The Jefferson fracture is a complex burst
fracture of the ring of the atlas (C1) (see figure below). This fracture
pattern was first described by Geofrey Jefferson. Classically, it involves fractures of the anterior and posterior arches of C1 on both
the right and left sides (4 fractures). But fracture variants may include two or
three-part fractures. Nearly 1/3 of Jefferson fractures are associated with a fracture of C2.
There
are other types of Atlas fractures, than that of the Jefferson
fracture. To review them, and also get more information about the
Jefferson fracture, visit: Atlas fracture.
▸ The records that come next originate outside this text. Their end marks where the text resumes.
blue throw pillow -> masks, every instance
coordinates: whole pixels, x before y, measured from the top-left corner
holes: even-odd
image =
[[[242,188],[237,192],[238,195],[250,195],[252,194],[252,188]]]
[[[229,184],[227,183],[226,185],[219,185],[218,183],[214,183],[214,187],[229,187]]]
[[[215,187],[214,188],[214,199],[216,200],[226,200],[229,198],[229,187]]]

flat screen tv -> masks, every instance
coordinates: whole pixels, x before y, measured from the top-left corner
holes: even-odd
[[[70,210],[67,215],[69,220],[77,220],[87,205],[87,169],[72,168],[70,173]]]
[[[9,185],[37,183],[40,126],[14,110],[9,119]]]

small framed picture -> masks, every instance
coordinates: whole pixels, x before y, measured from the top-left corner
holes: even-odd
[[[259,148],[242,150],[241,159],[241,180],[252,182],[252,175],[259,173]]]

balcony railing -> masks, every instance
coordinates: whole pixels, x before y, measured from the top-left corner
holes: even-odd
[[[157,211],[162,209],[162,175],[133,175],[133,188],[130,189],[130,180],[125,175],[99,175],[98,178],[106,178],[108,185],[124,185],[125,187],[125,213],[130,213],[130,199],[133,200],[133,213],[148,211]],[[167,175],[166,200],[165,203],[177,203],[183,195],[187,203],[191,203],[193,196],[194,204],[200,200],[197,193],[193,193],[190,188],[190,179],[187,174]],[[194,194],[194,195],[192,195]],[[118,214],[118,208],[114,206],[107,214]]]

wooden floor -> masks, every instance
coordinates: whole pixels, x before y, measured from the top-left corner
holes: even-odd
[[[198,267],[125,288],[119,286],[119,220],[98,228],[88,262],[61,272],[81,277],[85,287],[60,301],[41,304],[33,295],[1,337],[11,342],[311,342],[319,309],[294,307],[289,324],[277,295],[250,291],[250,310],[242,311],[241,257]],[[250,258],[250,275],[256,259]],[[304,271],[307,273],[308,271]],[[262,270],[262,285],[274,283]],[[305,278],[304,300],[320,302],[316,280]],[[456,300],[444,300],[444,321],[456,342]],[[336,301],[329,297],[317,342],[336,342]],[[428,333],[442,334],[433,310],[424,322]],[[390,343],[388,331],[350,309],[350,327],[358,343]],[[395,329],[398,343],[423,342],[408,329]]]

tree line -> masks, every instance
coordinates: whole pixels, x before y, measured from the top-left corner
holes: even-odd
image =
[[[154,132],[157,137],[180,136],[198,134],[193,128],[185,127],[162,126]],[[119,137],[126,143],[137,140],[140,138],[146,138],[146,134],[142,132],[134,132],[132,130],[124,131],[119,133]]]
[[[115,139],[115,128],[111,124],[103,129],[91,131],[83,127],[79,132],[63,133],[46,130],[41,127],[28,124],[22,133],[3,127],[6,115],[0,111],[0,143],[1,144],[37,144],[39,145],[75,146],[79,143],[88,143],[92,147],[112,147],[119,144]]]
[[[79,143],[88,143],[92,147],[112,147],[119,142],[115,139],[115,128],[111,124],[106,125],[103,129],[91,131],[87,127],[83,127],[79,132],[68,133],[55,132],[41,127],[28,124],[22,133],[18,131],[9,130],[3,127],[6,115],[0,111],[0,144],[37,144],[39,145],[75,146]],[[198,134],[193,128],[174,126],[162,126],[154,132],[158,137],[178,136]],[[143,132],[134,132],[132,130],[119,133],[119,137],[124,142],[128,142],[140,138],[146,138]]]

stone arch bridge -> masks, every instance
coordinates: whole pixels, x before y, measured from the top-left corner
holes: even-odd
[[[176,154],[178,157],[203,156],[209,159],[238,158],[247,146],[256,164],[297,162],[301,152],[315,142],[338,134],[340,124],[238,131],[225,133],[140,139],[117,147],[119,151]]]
There is usually no cord compression and associated neurologic deficit, because the fracture widens the ring of C1. There is
usually lateral spread of the lateral masses of C1 vertebra on C2 at open-mouth cervical x-ray (see figure below).
Jefferson Fracture
Open-mouth cervical x-ray
showing bilateral, lateral offset of C1 on C2
The jefferson fracture typically caused by an axial loading on the
head. The trauma most frequently occurs during diving into shallow
water, vehicle accidents, and falling onto the head from a height.
Imaging Open-mouth (odontoid) view: Classically there is bilateral, lateral offset of C1 on C2. Lateral
view: May show prevertebral soft tissue swelling anterior to C1,
pre-dentate space (distance between the anterior tubercle of C1 and the
dens) may be widened to greater than 3 mm if there is damage to the
transverse ligament. CT Scan: Reveals the fractures, their locations and degree of displacement of fragments.
Treatment Conservative
(collar for 2-3 months) or surgical (occipitocervical fusion)
treatments are available. The treatment selection depends largely on
the degree of offset of C1 on C2 and whether there is damage to the
transverse ligament.
References
Jefferson G. Fracture of atlas vertebrae: report of four cases and a
review of those previously recorded. Br J Surg 1920; 7:407–422.